The three-part, 11 minute “Amelia” suite sets the pace, a clever homage to Earhardt’s famed flight and subsequent disappearance somewhere in the Pacific, near Howland Island, clicked with me immediately due to my friend Colin Mold tackling the subject matter on one of his last solo album “Now You See Me”. The theme is how all the careful planning can be subverted by the smallest grain of misfortune, lack of communication or plain bad luck. Musically, it is pure prog in classic sauce, creating the mood, setting down an echoing groove, and smartly introducing the lead lung Oliver Smith, a smooth voice that glides effortlessly (neither Fish nor Hogarth, if you care to know), with Kelly’s piano front and center and that trademark Rogers beat. The sweet electric guitars soar like a Lockheed Electra, veering into windswept vocal harmonies, fueled not by kerosene but Benedictine (clever that!). Slap on a slippery synth solo, a cracking bluesy, wah-wah guitar run amid the desperate pleas for Amelia, and conviction sets in. Respect.

The beamed spotlight is now firmly on Ollie Smith as “When I Fell” shows off some crafty pipes, as he modulates his vocal chops down to a whisper, all very Beatles-ish until Kelly wrestles mightily with his organ, a flurry of rustling notes that hits the spot.

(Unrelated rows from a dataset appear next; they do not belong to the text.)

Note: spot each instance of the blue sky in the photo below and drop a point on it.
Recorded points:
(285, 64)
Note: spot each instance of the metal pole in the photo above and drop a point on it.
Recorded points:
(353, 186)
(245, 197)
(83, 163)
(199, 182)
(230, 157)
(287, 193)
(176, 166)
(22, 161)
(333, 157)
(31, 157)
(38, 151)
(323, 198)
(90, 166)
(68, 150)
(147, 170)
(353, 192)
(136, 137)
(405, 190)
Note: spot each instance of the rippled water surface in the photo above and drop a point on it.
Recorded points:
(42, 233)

The final segment is prog heavy, a strong cosmic sheen fading into the mist. The sharp pop-prog on “This Time” is truly addictive, I thought I was listening to a proggier version of Split Enz or Squeeze, Ollie’s voice showing an impressive tone and range, whilst the ingenious music supplies enough circumstance and pomp. Giggles and grins. The majestic “Puppets” is in my opinion, the highlight track here, a staggeringly attractive and passionate evocation of melody and structure, a powerful vocal delivery (man, can the guy sing!) that hits all the marks, slayed by a Steve Rothery guitar blast like only he can, brimming of beauty and despair, a Kelly synth intervention, twinkling piano and yup, more guitar. A second chorus and verse do this piece justice as it is a thoroughly enjoyable and creative ride. Big smile.

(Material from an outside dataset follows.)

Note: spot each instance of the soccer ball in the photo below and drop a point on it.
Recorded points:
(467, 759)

The four-part “2051 “showcases a 15-minute foray into a more symphonic realm, highly sci-fi cinematographic, laden with sweeping synthesized orchestrations, quirky lyrics and a world-class groove from nephew Conal Kelly on bass and the firm Mr-Rogers. Oliver croons of “sipping mai-tais at Trader Vic’s”, rekindling early Marillion hints, as the passionate microphone starts to sweat mightily. “A song unsung”, lyrically dazzlingly perplexed, hymn-like passages and sonic effects galore. It gets tough when need be, bullied by chugging synths and beastly drum and bass headlights scouring the skies. The whole thing is tightly wound in pristine production and you can hear each vocalized syllable clearly. An old school Yes finale really forces the smile, what with a Squire styled bass roaming the lower end. Beam.

This album has everything to keep the fascination peaked (piqued?), technically blissful, contrast-laden, idiosyncratic, poppy at times, and totally devoid of dross. This is seriously entertaining prog of the highest order.